Pieris rapae - photo © K. Bormpoudaki

Pieris rapae mating, Crete - photo © K. Bormpoudaki

Pieris rapae


Pieris rapae is a butterfly of the family Pieridae on the island of Crete, Greece.

Scientific name

Pieris rapae (Linnaeus, 1758)

Common name

Small White


Family: Pieridae > Subfamily: Pierinae > Tribus: Pierini > Genus: Pieris


Male to female: 45-50 mm


The general color of the wings is white for both sexes.

On the forewing, on the upper side, the male has a black apical patch, one black spot, and another one paler in the postdiscal area, whereas females have two intense black spots. The underside is similar to the upperside, but with yellow colors near the apex.

On the hindwing, on the upper side, there is a small triangular mark, whilst the underside is nearly yellow-colored with grey shades for males and pale yellow to white colored with grey shades for females.

The next generations appear slightly different with more intense black marks and black colors near the apex, especially in females.

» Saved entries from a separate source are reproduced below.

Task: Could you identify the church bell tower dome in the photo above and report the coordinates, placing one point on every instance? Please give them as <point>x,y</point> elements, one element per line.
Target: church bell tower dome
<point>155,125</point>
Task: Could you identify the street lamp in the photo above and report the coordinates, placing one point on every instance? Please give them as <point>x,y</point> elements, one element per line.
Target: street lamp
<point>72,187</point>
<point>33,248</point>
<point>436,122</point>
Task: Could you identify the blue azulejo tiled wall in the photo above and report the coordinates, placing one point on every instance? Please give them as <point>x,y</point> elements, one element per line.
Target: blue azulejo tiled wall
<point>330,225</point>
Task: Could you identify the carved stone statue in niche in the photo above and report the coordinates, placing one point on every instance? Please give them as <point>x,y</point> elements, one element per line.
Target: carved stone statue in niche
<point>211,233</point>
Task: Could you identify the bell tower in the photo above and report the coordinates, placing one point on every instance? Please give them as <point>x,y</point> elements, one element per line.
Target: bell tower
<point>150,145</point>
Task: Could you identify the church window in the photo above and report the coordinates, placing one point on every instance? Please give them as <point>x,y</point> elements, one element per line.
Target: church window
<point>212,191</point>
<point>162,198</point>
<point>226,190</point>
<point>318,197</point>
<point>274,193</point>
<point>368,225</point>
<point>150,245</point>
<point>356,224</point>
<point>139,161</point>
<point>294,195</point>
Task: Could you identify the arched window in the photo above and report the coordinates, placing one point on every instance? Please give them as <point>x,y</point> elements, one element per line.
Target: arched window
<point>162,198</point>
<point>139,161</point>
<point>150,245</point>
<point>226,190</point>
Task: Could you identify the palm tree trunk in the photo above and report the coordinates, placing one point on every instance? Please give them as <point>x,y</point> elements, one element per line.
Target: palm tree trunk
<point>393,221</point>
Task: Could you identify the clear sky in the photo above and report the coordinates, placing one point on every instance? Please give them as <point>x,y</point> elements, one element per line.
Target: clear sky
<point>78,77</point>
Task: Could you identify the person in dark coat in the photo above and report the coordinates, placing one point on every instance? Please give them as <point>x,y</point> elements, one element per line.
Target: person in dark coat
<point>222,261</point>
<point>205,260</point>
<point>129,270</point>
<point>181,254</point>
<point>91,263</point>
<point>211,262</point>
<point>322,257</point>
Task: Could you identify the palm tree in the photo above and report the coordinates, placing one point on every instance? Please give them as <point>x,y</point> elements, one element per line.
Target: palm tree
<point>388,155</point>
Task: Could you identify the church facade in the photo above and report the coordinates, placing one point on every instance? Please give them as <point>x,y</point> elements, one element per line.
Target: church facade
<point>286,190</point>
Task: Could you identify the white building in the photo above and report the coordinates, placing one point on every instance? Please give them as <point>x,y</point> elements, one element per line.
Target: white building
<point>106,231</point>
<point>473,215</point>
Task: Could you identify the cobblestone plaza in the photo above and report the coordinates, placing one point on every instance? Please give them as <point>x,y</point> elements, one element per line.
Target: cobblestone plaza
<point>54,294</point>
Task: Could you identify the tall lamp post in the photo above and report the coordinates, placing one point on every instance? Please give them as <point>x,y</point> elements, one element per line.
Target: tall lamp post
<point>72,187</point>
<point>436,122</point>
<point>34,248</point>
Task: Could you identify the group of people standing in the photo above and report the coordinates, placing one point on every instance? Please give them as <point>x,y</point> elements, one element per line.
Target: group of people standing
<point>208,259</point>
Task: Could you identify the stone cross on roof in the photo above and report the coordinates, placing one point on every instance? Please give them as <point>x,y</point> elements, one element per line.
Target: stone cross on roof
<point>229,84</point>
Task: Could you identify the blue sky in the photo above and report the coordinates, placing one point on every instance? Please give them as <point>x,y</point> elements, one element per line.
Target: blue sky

Pieris rapae in Crete can be found in open land, especially agricultural land, cities, seaside, rocky slopes, gardens, etc.


Early in the day, or in overcast conditions, basks with the wings half-open. It opens the wings when cloudy or in low temperatures and closed when sunny or in high temperatures.

Food plant

The larva feeds on Asteraceae and Brassicaceae plants.

Flight Period

The butterflies fly in 3-4 generations, all year long.

Jan Feb Mar Apr May Jun Jul Aug Sep Oct Nov Dec

The females deposit the eggs singly on the host plants. After 4-8 days, the eggs hatch, and the larvae feed and develop through five instars in 10-14 days. When not feeding, the larvae lie along the ribs on the underside of the leaves.

The Small White adults are similar in both appearance and behavior to Pieris brassicae; however, the latter is generally much bigger, and the black apical patch on the forewing upperside, is more along the costa of the wing, than along the margin.